Artist, heiress and designer Gloria Vanderbilt dies at 95

Gloria Vanderbilt was an artist, heiress, designer, and philanthropist who, for many Americans, may be the best remembered for her jeans. She died at 95

Vanderbilt's son, Anderson Cooper, announced her death on Monday, airing an obituary for her on CNN. Vanderbilt had cancer, he said.

"Earlier this month, we had to take her to the hospital, where she learned that she had very advanced cancer in her stomach and that it has spread," Cooper said.

"What an extraordinary life, what an extraordinary mother, and what an incredible woman," she said, her voice trembling a little at the end of the memory.

Vanderbilt had full lips, eyes that turned the corners and a patrician bearing. In fact, he was a descendant of the shipping and railroad magnate Cornelius Vanderbilt, one of the richest men in American history. His mother had it in 1924 and his father died shortly after. Vanderbilt was raised by a beloved nurse because her mother was in Europe living in high society life, and in 1934, the tabloids called her "poor and rich girl" due to a sensational custody battle instigated by her grandmother and aunt.

In 1981, she told radio host Lloyd Moss: "As a child, I did not feel like they treated me like an object, and nobody really really, somehow thought, 'What does she really like?'

When Vanderbilt's aunt, Gertrude Vanderbilt Whitney, who founded the Whitney Museum of American Art, won the battle against her mother, Whitney fired Vanderbilt's beloved nurses.
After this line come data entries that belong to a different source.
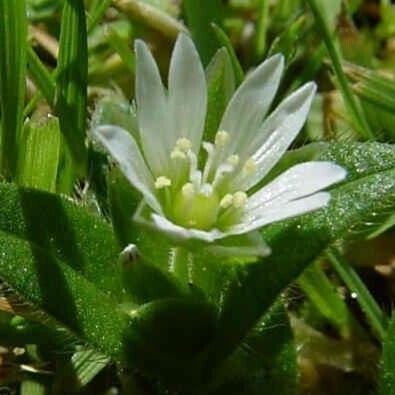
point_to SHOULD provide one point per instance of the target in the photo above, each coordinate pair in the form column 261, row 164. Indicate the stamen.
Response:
column 188, row 190
column 233, row 160
column 240, row 199
column 226, row 201
column 162, row 182
column 195, row 175
column 221, row 138
column 209, row 148
column 177, row 154
column 206, row 189
column 249, row 167
column 219, row 174
column 183, row 144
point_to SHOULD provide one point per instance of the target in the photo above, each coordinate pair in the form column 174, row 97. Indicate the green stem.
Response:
column 262, row 25
column 324, row 297
column 179, row 264
column 151, row 16
column 356, row 112
column 376, row 317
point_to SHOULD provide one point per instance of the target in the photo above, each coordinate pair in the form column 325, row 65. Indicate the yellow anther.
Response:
column 233, row 160
column 162, row 182
column 249, row 166
column 226, row 201
column 188, row 190
column 240, row 199
column 183, row 144
column 177, row 154
column 221, row 138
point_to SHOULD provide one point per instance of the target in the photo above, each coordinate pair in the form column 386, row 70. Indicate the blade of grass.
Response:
column 320, row 291
column 355, row 110
column 41, row 76
column 200, row 15
column 13, row 37
column 261, row 28
column 225, row 41
column 39, row 152
column 150, row 16
column 72, row 75
column 121, row 47
column 375, row 316
column 96, row 13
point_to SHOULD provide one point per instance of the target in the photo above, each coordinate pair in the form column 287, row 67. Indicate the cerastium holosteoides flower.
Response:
column 194, row 189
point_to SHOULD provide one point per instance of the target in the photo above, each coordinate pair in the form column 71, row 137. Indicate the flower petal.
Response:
column 292, row 193
column 152, row 111
column 277, row 133
column 250, row 103
column 297, row 182
column 187, row 93
column 122, row 147
column 289, row 209
column 181, row 233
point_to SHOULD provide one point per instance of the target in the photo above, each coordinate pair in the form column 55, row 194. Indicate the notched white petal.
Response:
column 187, row 93
column 123, row 149
column 283, row 211
column 299, row 181
column 152, row 110
column 251, row 102
column 278, row 132
column 183, row 234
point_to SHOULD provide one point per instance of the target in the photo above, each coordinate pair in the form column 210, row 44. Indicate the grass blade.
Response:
column 200, row 15
column 225, row 41
column 13, row 31
column 356, row 112
column 41, row 76
column 72, row 75
column 374, row 314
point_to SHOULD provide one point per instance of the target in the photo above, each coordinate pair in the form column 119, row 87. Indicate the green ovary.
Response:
column 197, row 211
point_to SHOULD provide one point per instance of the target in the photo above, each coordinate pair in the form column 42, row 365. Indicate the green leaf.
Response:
column 355, row 110
column 220, row 87
column 72, row 75
column 295, row 243
column 41, row 76
column 224, row 40
column 39, row 152
column 265, row 362
column 13, row 38
column 386, row 381
column 323, row 295
column 81, row 239
column 375, row 316
column 67, row 268
column 78, row 371
column 32, row 387
column 200, row 15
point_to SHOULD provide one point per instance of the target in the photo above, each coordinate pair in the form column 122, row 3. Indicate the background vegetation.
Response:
column 313, row 318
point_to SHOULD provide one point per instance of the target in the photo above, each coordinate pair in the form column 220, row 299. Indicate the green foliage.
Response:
column 387, row 368
column 13, row 33
column 80, row 313
column 72, row 74
column 200, row 15
column 39, row 152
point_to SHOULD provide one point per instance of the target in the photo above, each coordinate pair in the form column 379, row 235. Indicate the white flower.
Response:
column 210, row 199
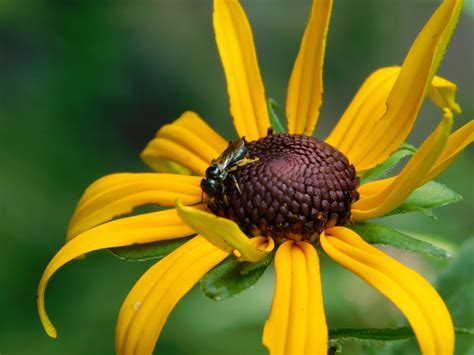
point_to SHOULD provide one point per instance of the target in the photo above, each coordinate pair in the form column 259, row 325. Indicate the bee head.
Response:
column 213, row 171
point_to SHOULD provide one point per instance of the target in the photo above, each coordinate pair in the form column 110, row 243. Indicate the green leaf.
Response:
column 377, row 234
column 227, row 279
column 383, row 168
column 143, row 252
column 426, row 197
column 274, row 120
column 264, row 262
column 382, row 334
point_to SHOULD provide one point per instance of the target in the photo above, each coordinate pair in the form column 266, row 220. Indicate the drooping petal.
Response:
column 457, row 142
column 187, row 142
column 297, row 324
column 151, row 300
column 411, row 86
column 409, row 292
column 140, row 229
column 305, row 89
column 118, row 194
column 221, row 232
column 443, row 93
column 366, row 107
column 369, row 104
column 371, row 205
column 234, row 38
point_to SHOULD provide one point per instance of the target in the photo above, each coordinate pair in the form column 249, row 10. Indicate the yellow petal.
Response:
column 410, row 88
column 151, row 300
column 409, row 292
column 141, row 229
column 457, row 142
column 187, row 142
column 221, row 232
column 297, row 324
column 118, row 194
column 371, row 205
column 365, row 109
column 357, row 123
column 244, row 84
column 305, row 89
column 443, row 93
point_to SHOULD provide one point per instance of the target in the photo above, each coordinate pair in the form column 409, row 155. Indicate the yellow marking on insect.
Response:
column 243, row 162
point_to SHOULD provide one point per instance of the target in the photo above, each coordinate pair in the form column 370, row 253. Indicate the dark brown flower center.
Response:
column 297, row 187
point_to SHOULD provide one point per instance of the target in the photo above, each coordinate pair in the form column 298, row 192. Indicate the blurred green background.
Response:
column 85, row 85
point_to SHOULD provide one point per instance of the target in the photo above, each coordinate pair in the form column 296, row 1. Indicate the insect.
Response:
column 233, row 156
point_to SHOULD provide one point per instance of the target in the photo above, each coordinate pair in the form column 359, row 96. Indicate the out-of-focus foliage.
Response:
column 85, row 84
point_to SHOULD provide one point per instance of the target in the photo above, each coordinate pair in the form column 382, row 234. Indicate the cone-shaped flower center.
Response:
column 290, row 186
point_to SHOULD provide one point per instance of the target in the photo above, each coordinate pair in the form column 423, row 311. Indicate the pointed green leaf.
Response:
column 274, row 120
column 381, row 334
column 149, row 251
column 377, row 234
column 426, row 197
column 227, row 279
column 264, row 262
column 384, row 168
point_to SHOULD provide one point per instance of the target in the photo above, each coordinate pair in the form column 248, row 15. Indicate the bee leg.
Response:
column 236, row 184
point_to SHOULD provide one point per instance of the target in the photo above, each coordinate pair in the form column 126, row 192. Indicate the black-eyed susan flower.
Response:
column 282, row 193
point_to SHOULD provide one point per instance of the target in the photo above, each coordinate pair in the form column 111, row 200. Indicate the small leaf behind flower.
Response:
column 377, row 234
column 228, row 279
column 426, row 197
column 382, row 334
column 149, row 251
column 382, row 169
column 274, row 120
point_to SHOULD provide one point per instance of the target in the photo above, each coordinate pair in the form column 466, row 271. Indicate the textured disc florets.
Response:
column 297, row 187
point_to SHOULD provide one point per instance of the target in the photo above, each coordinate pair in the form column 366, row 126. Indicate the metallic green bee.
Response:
column 235, row 155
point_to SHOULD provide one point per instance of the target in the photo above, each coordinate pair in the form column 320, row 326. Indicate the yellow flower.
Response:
column 375, row 124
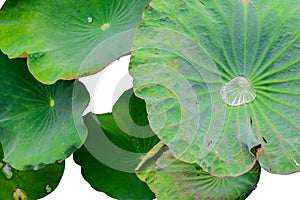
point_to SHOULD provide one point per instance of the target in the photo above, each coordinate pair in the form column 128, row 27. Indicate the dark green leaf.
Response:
column 68, row 39
column 32, row 184
column 110, row 155
column 177, row 180
column 39, row 124
column 145, row 169
column 221, row 79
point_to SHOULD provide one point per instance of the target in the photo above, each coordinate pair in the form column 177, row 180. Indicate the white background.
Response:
column 105, row 86
column 102, row 87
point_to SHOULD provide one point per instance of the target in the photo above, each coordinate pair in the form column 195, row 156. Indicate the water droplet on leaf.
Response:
column 89, row 19
column 238, row 91
column 19, row 194
column 104, row 27
column 52, row 102
column 7, row 171
column 297, row 164
column 48, row 188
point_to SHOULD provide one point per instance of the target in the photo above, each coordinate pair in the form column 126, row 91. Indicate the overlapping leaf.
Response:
column 29, row 185
column 110, row 155
column 178, row 180
column 39, row 124
column 68, row 39
column 184, row 54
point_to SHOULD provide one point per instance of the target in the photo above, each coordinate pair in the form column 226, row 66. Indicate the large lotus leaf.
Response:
column 145, row 169
column 39, row 124
column 68, row 39
column 28, row 185
column 221, row 82
column 178, row 180
column 110, row 155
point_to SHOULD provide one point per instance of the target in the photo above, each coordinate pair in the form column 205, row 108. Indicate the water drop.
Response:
column 60, row 161
column 105, row 26
column 7, row 171
column 238, row 91
column 48, row 188
column 52, row 102
column 89, row 19
column 19, row 194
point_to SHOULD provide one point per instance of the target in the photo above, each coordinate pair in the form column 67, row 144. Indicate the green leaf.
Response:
column 32, row 184
column 110, row 155
column 221, row 82
column 145, row 169
column 68, row 39
column 43, row 121
column 178, row 180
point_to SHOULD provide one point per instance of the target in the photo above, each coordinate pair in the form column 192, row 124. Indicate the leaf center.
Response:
column 238, row 91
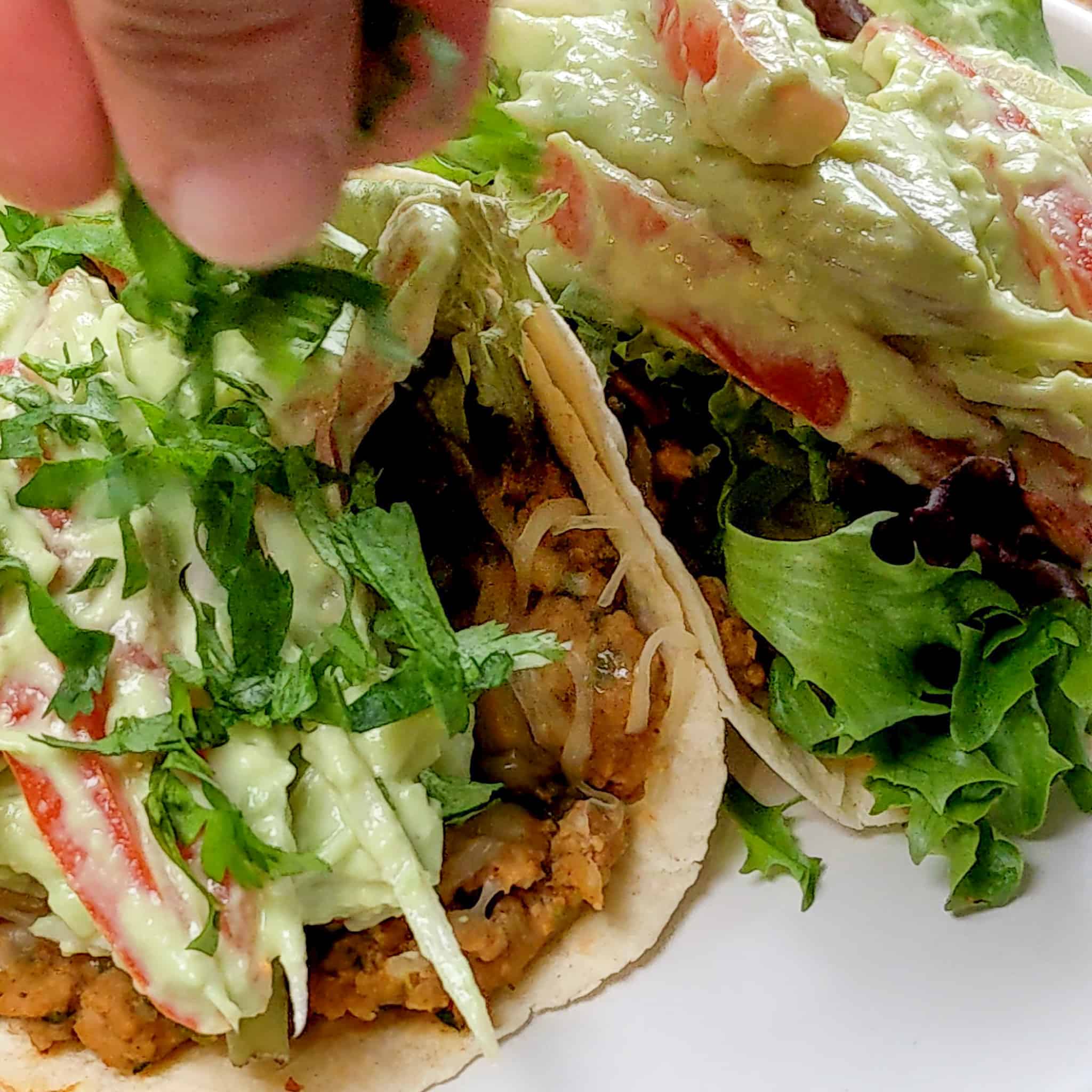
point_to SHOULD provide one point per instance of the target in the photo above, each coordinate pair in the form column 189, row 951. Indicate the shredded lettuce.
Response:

Finally, Vanderbilt developed his own creative impulse and earned his own income. As she said, "If you've really worked to achieve it when you achieve it, even though it really takes more time, it means more."

He has made a famous name for help. Vanderbilt was known for her vivid paintings and colleges and asked about everything from China to bedding. In the 1970s, she was designing tight and glamorous jeans. His signature was embroidered on the right back pocket of each pair, and a tiny golden swan was embroidered on the front. She even modeled jeans in television commercials

Vanderbilt also attracted talent, interesting men throughout his life. He married four times and his husbands included the director Leopold Stokowski, with whom he had two children, and the director Sidney Lumet. Later in life, his companion was the pioneer photographer and musician Gordon Parks.
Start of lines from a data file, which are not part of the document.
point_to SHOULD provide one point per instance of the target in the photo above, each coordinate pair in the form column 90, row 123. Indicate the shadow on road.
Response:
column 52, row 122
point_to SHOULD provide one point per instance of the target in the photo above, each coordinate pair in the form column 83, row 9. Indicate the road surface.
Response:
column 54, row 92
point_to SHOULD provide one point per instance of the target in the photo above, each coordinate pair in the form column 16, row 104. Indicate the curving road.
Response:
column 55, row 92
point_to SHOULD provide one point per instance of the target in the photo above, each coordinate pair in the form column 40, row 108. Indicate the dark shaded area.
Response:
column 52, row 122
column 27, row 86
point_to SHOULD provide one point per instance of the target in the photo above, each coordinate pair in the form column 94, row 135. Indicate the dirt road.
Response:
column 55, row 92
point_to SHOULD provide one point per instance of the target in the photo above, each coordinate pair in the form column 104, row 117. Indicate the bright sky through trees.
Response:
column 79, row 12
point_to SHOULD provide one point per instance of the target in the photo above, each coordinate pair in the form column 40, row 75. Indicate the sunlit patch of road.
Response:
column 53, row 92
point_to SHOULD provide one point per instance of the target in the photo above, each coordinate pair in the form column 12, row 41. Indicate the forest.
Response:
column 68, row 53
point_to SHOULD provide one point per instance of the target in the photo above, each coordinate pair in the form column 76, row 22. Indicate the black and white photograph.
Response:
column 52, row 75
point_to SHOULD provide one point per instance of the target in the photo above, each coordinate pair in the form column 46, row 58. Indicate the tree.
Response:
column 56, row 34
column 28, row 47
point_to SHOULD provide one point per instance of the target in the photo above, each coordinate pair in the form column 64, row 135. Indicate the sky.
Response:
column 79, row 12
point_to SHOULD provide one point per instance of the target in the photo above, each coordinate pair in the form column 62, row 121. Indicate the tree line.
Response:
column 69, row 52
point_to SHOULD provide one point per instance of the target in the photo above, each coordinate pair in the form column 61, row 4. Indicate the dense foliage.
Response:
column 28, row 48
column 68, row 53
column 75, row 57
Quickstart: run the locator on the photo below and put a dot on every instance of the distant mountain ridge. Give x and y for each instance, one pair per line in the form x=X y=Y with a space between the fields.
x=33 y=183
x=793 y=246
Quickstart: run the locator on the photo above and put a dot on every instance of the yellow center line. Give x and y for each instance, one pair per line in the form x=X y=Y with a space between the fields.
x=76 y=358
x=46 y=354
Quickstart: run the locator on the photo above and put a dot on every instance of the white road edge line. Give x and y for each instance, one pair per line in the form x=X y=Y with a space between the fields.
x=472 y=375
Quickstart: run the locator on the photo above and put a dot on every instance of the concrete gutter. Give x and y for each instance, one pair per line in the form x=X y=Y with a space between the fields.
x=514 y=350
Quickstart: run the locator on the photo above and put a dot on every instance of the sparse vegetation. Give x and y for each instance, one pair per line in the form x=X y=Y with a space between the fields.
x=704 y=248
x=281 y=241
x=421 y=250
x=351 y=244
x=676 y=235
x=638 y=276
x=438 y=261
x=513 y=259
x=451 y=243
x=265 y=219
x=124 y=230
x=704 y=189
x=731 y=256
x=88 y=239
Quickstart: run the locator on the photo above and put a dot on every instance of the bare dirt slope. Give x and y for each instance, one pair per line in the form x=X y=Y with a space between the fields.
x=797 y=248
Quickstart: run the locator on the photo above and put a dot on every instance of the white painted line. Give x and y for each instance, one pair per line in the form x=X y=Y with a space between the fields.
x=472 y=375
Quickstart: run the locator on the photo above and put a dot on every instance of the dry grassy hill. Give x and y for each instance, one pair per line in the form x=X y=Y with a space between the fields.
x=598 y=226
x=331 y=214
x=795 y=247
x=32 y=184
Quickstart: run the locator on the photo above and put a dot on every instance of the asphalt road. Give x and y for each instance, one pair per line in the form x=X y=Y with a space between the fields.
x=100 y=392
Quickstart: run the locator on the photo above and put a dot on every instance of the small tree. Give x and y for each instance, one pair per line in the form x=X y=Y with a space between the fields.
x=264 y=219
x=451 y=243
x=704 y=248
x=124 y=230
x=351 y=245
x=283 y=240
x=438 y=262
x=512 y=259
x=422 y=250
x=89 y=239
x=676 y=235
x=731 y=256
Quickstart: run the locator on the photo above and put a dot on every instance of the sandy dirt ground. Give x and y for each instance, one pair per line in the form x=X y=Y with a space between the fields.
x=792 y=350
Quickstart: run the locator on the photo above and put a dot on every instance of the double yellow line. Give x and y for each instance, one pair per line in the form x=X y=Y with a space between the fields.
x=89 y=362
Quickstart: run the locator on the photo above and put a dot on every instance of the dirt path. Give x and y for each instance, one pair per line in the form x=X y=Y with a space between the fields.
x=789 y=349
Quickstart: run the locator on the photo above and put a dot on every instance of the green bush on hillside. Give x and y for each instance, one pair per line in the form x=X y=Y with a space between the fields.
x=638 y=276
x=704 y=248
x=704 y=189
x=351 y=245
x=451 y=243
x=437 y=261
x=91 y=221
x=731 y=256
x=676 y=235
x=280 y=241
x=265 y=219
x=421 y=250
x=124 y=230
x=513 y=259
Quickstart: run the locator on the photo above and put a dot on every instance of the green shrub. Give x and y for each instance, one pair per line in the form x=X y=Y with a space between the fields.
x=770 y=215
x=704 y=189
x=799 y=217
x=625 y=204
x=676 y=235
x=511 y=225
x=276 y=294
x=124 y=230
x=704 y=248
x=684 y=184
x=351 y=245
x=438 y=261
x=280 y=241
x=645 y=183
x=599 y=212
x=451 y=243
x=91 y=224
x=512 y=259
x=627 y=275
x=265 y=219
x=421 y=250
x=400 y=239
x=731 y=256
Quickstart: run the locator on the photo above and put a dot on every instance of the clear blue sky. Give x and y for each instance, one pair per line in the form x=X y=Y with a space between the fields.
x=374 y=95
Vanderbilt's fourth marriage to writer Wyatt Cooper, with whom she had had more than two children, was marked by tragedy. Cooper died at the age of 50 and in 1988 his eldest son, Carter Cooper, committed suicide by jumping from the balcony of an apartment while talking to his mother.

Vanderbilt recalled that day to his son, CNN journalist Anderson Cooper, in a 2011 interview: "I said, 'Carter, come back,' and for a minute I thought he was going back, but he did not. There was a moment when I thought I was going to jump after him. " But then he thought of Anderson.

Vanderbilt opened his life in memories and also wrote art books and novels. But she said that her children were her greatest achievement. She had a woman who was going to share her life lessons.

"I think we have appreciated the pain we experience, as we appreciate the joy," he told Lifetime. "Because without one, it would not be the other, and that's what makes us live, and I think that's very, very important."

Vanderbilt told her friends and interviewers that she believed in being positive. Above his fireplace, he had painted the message: "Be kind to everyone you meet, because you are fighting a great battle."